Cantor realiza a penúltima apresentação da turnê do CD Matizes nesta sexta-feira, às 23h, no Aramaçan


Dojival Filho
Do Diário do Grande ABC

04/12/2008 | 07:00


Construtor de harmonias sofisticadas, intérprete refinado e, ao mesmo tempo, detentor de uma coleção de hits, o cantor e compositor alagoano Djavan realiza a penúltima apresentação da turnê do CD Matizes, nesta sexta-feira, às 23h, no Clube Atlético Aramaçan, em Santo André. A casa abre às 20h e as entradas custam R$ 50 (pista), R$ 200 (por pessoa nas mesas) e R$ 1 mil (camarote para 12 pessoas, sem bufê). Estudantes pagam R$ 30 pelos ingressos da pista. 

No palco, o músico mostra o repertório de seu mais recente álbum, o 18º título de sua discografia. Composto por 12 faixas inéditas, o disco foi lançado em 2007 pela gravadora de Djavan, a Luanda Records, e tem entre seus destaques composições como Imposto e Joaninha, um ‘samba torto' pontuado por alterações rítmicas.

Outro bom momento é Delírio dos Mortais, declaração de amor ao Rio de Janeiro, cidade que o artista escolheu para viver nos anos 1970. Também não devem faltar sucessos como Eu te Devoro e Oceano.

Composições - Dono de um estilo facilmente reconhecível, Djavan notabilizou-se como um compositor que, apesar de acessível para o grande público, nunca precisou apelar para fórmulas fáceis. Quando inicia uma composição, sente-se motivado a não repetir idéias bem-sucedidas de produções anteriores.

"Esse é o grande desafio. A cada nova música tento demonstrar um frescor, tento avançar. A diversidade do meu trabalho acaba me ajudando", conta o autor.

Há um ano e dois meses na estrada com a turnê Matizes - que termina no sábado, na Fundição Progresso, no Rio - o medalhão da MPB ressalta que as composições registradas em estúdio sempre são alteradas positivamente nos shows.

"A coisa de você repetir as músicas diariamente faz com que elas ganhem nuances. Essa turnê foi extensa, ficamos um ano e dois meses viajando. Pretendo parar para descansar e depois começarei a pensar no próximo disco."

Para interpretar os arranjos, o instrumentista conta com um grupo de apoio que inclui seus dois filhos, Max (guitarra) e João Viana (bateria). "Desde quando eles eram muito pequenos, minha reação foi a de acompanhar a inclinação deles. Acho ótimo tocar com os dois", afirma o cantor.

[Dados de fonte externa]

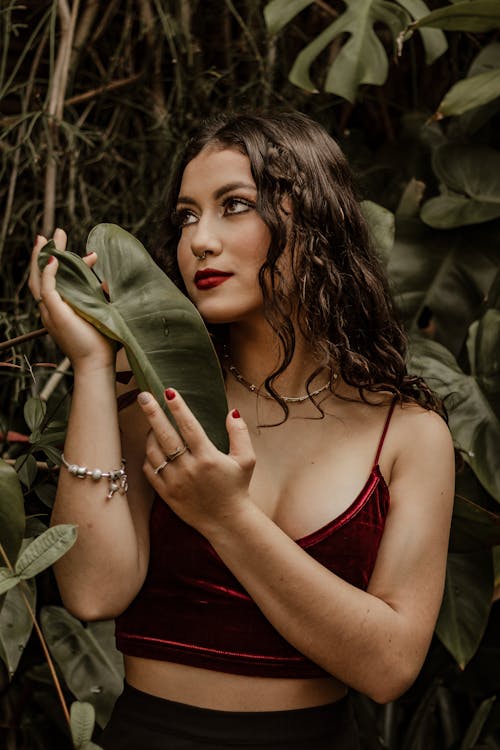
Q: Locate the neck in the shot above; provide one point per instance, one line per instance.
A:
(255, 352)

Completam a formação da banda os integrantes Renato Fonseca (teclados), Sérgio Carvalho (trombone), Josué Lopez (saxofone), François Lima (trombone) e Walmir Gil (trompete).

Independente - Descontente com os ditames da indústria fonográfica, Djavan optou por trilhar o caminho da independência ao fundar a Luanda Records. Segundo ele, a decisão de sair do universo das multinacionais não afetou sua estrutura profissional.

"O fato de ter aberto essa gravadora deve-se a dois objetivos. Primeiro, vi que seria um desafio enorme e sou impulsionado por desafios. Também queria administrar minha carreira do jeito que considero correto."

Para exemplificar essa mudança de rota, o cantor cita os lançamentos de seus CDs no Exterior. "Minha antiga gravadora era a Sony BMG. Se a filial dela em Portugal não gostasse do disco, ele não seria lançado lá. Agora tenho muito mais chances de negociar com outras gravadoras", sintetiza.

Jorge Vercilo - Desde que se tornou conhecido nacionalmente, no início da década, o cantor e compositor Jorge Vercilo é freqüentemente comparado ao alagoano, criador de diversos clássicos da música popular, entre eles Meu Bem Querer e Sina. Canções de Vercilo como Que Nem Maré e Homem-Aranha são exemplares dessa influência. Para Djavan, não há qualquer relação entre os dois e o colega de profissão se consolidou merecidamente.

"Acho tudo isso uma bobagem e essas comparações nunca fizeram sentido para mim. Não há como enquadrar pessoas que estão em dimensões diferentes."

Djavan - Show. Nesta sexta-feira, às 23h. No Clube Atlético Aramaçan - Rua São Pedro, 345. Abertura da casa às 20h. Tel.: 4972-8200. Ingr.: R$ 30 (pista para estudantes); R$ 50 (pista); R$ 200 (por pessoa nas mesas); e R$ 1.000 (camarote para 12 pessoas, sem bufê).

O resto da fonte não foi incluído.